On the $p$-adic logarithm

Question

It is well known that $p$-adic logarithm define an isomorphism from $B(1,p^{-1/p-1})$ to $B(0,p^{-1/p-1})$. I would like to know if is it possible to extend somehow this logarithm to the set of $x$ such that $|x|_p=1$. My idea would be to find a minmal $n$ such that $x^n \in B(1,p^{-1/p-1})$ and define $\log_p(x)=\frac{\log_p(x^n)}{n}$. But I am not able to find such a $n$. So I would like to know if it is indeed possible to extend $\log_p$ to this set.

Answer 1

For $p>2,$ it is a standard fact that

$\{x\in \Bbb Q_p: |x|_p=1\} = \Bbb Z_p^\times \simeq \mu_{p-1}(\Bbb Q_p) \times \{x\in \Bbb Q_p: |x-1|_p <1\}$

as topological groups.

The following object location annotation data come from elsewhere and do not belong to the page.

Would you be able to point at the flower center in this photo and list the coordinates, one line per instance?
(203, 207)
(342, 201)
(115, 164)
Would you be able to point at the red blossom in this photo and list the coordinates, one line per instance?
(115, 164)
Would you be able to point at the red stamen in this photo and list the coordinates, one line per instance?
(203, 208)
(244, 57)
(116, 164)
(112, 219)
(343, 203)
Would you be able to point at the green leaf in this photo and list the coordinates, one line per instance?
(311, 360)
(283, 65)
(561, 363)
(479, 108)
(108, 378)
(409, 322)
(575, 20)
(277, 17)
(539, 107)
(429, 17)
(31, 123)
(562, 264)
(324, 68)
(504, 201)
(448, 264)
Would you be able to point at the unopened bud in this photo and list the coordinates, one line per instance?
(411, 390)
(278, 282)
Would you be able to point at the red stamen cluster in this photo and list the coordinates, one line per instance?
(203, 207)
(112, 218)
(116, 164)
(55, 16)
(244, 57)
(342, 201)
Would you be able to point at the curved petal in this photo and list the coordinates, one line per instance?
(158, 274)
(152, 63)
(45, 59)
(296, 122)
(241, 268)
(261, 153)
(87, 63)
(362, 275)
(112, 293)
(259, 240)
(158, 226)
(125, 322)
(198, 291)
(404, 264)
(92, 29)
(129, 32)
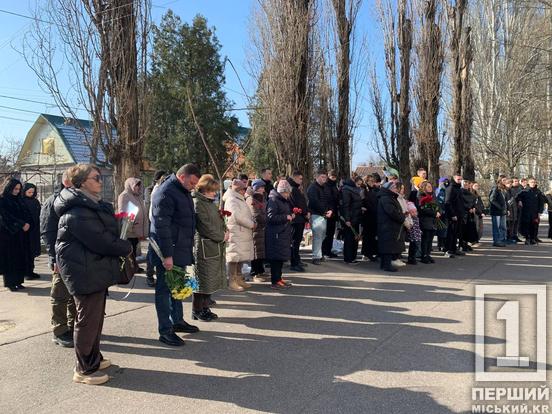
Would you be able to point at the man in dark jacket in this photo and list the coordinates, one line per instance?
(320, 212)
(370, 217)
(532, 201)
(391, 231)
(498, 211)
(454, 209)
(351, 214)
(63, 305)
(332, 198)
(173, 228)
(299, 202)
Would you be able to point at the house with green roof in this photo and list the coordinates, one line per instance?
(55, 143)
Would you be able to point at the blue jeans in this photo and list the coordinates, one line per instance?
(499, 229)
(318, 226)
(169, 310)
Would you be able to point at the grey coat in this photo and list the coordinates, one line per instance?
(209, 248)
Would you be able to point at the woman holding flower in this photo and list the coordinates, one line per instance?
(429, 215)
(210, 238)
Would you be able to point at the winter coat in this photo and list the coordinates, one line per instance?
(257, 204)
(88, 245)
(351, 206)
(317, 197)
(15, 257)
(132, 194)
(298, 200)
(278, 228)
(49, 221)
(454, 201)
(427, 216)
(240, 224)
(533, 201)
(33, 208)
(210, 265)
(390, 223)
(174, 221)
(498, 202)
(332, 196)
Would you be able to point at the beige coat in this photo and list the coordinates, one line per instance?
(240, 225)
(132, 194)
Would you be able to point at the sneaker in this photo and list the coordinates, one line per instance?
(299, 269)
(398, 263)
(96, 378)
(280, 285)
(104, 364)
(65, 340)
(185, 327)
(260, 278)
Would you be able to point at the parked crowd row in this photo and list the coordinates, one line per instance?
(258, 224)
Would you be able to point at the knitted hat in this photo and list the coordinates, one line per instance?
(238, 185)
(258, 183)
(284, 187)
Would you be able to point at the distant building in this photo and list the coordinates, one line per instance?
(53, 144)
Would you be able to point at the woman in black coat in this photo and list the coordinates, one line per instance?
(88, 251)
(351, 215)
(390, 225)
(278, 232)
(33, 207)
(15, 260)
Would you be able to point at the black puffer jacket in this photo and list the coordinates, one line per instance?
(390, 223)
(351, 206)
(498, 202)
(278, 229)
(318, 199)
(174, 221)
(298, 200)
(88, 245)
(49, 221)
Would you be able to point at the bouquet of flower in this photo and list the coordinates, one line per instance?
(180, 283)
(428, 202)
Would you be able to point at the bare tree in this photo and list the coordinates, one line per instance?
(429, 58)
(395, 140)
(102, 47)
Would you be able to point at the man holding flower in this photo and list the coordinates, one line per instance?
(173, 228)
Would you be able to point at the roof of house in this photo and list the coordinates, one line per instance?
(74, 133)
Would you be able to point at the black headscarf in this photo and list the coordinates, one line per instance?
(9, 188)
(26, 187)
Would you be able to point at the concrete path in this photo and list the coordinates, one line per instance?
(342, 340)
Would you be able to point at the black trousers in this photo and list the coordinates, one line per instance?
(327, 244)
(427, 241)
(453, 232)
(276, 270)
(296, 239)
(257, 267)
(350, 243)
(88, 330)
(369, 241)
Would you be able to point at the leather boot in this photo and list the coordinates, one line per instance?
(240, 278)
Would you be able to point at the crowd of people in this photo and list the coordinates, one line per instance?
(256, 224)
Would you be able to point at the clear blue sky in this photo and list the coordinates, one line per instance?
(229, 17)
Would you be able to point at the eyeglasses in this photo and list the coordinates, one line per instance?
(97, 178)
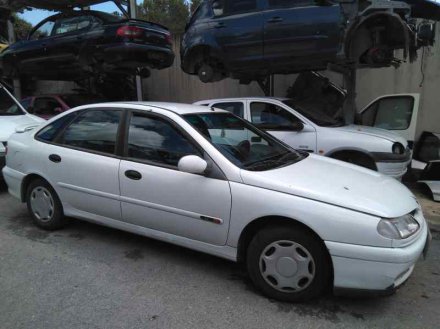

The second factor on the right hand side are the principal units, often denoted $U_1$, and since the $p$-adic absolute value on $\Bbb Q_p$ takes only integer powers of $p$ as value, it is identical to your $B(1, p^{-\frac{1}{p-1}})$.

To extend the logarithm $log:U_1 \rightarrow \Bbb Q_p$ to the full set $\Bbb Z_p^\times$, you therefore "only" have to define it on $\mu_{p-1}(\Bbb Q_p)$, the $(p-1)$-th roots of unity. Indeed, the only $n$ you have to choose for your proposed extension formula is $n=p-1$. However, if you want the extension to be a a group homomorphism (from the multiplicative group on the left to the additive on the right), you'll have to define it as $log(\zeta) = 0$ for all $\zeta \in \mu_{p-1}(\Bbb Q_p)$, because those $\zeta$'s are torsion, whereas the only torsion element on the right hand side is $0$. (Or, using your extension formula, $log(\zeta) = \frac{log(\zeta^{p-1})}{p-1} = \frac{log(1)}{p-1} = 0$.)

In particular, an extension of the logarithm to $\{x\in \Bbb Q_p: |x|_p=1\}$ cannot be at the same time a group homomorphism and injective.